Until now, the economy has been conceived in terms of + and -, profits and losses, balance sheets, building a temporality: an expectation, a hope and a threat at the same time, depending on the projected action. No matter how well one explains that the economy is limited to an objective and quantified approach, it seems very difficult to distinguish it from a machinery of affects.
Economy 0 is a concept allowing to describe certain contemporary phenomena where the expenses and the gains are balanced and so to speak cancel each other out. The artistic production is the privileged but non-exclusive field of application.
Economy 0 is therefore not opposed to economic liberalism, to globalization. We know how much the criticism is integrated in advance by the denounced system that feeds on such dialectics. We know how much critic and criticized validate each other by a crossed game. We know how much all counter-proposals to the dominant power is a reflection of its hold, a justification of its position, we who are in representative democracies (mimesis).
But what is to be understood by « neutralization »? What is the neutral applied to the ecomic space? It is simply a way of organizing ourselves so that we are neither inside nor outside the system of exchanges. This logic of « neither nor » is not a way of suspending the economy, even less of denouncing it, it is not a passive attitude but the implementation of strategies of the neutral.

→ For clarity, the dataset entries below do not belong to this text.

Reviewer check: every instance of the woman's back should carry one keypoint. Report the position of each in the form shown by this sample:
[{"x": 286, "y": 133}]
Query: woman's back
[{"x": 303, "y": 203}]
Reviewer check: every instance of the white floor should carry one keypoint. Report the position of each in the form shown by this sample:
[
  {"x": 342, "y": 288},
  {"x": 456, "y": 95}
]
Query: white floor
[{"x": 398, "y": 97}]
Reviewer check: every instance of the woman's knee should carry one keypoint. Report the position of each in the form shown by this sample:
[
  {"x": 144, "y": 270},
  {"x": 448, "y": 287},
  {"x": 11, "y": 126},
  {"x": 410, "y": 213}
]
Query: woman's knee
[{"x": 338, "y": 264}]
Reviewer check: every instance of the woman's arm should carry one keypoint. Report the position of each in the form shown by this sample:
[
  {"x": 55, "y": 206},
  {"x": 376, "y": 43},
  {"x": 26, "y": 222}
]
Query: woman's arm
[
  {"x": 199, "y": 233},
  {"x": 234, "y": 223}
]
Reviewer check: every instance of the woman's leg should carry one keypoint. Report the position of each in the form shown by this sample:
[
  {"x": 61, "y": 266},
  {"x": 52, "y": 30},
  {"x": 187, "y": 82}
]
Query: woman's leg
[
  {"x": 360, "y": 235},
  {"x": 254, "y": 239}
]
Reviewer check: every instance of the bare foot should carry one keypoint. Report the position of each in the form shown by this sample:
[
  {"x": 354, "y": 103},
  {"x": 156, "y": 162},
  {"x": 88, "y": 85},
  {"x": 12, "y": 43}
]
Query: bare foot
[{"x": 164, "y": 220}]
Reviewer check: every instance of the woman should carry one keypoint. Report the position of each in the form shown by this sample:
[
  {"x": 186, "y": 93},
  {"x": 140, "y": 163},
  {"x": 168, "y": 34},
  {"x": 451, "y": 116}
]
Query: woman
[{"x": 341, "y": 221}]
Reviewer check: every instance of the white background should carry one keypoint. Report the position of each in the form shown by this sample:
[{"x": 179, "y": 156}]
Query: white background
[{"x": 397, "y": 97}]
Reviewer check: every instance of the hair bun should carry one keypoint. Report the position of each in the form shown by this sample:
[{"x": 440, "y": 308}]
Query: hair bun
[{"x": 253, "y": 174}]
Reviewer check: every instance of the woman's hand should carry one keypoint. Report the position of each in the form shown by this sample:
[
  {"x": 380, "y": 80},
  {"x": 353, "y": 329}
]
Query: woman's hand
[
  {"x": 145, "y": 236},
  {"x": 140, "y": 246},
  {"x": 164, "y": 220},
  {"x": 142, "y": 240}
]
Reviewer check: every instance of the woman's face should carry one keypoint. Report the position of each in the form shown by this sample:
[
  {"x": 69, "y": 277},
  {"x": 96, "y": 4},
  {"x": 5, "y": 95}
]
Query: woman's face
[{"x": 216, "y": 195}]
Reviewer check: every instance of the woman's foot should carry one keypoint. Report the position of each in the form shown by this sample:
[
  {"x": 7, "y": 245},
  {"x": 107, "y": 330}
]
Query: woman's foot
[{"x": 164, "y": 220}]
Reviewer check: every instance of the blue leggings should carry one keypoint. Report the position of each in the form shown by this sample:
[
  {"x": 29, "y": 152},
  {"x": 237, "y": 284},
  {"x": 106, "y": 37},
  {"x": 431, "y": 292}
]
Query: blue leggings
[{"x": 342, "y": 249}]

Losses and profits measure and construct affects, fear and satisfaction, expectation or haste, defense or predation. These affects diminish the power of the flows and of the becomings by retaining, by delivering and by identifying (« it is my flow » or « it is your flow »).
With the economy 0 it is a question of letting the flows flow. Extracting, cutting, decoding and encoding flows are functions of production, not of balance. The balance sheet stops the flow, conceived as a hemorrhage to be treated.
Credit organizes (human) losses for the benefit of (bank) profits. Credit subjects existences to the abstract regime of the idea of value. Economy 0 is not an economy a minima, an economy of simple subsistence. The flows spent can be important, it doesn’t matter because there will be no loss or gain, no disappointment or satisfaction, no hope in a better or worse future, no messianism therefore, simply the present of what is
effectively produced.
As a result, the question of value (and therefore of loss) is no longer simply posed. Economic value was a function of a power relationship: winner or loser, creditor or debtor. Loss is still a negative possibility of gain and gain a possibility of loss (what I have gained I can lose). The zero economy blurs this reversibility and the very notion of value and exchange. It places the economy on the level of a secondary symbol derived from a typological intention of power. The concept of the cursed part (G. Bataille) is no longer sufficient to understand the future of liberalism. There is in it something distant and exotic, a form of romanticism with a Christian tone: absolute gift of something outside of value. The dissipation of energy on the socius proposed by the cursed part is something appreciated by the economic liberalism because it is related to the leisure that relaxes the bodies, suspends them, palpitates them. The cursed part is a separate part of the economy. The economy 0 is not outside, it does not suspend anything.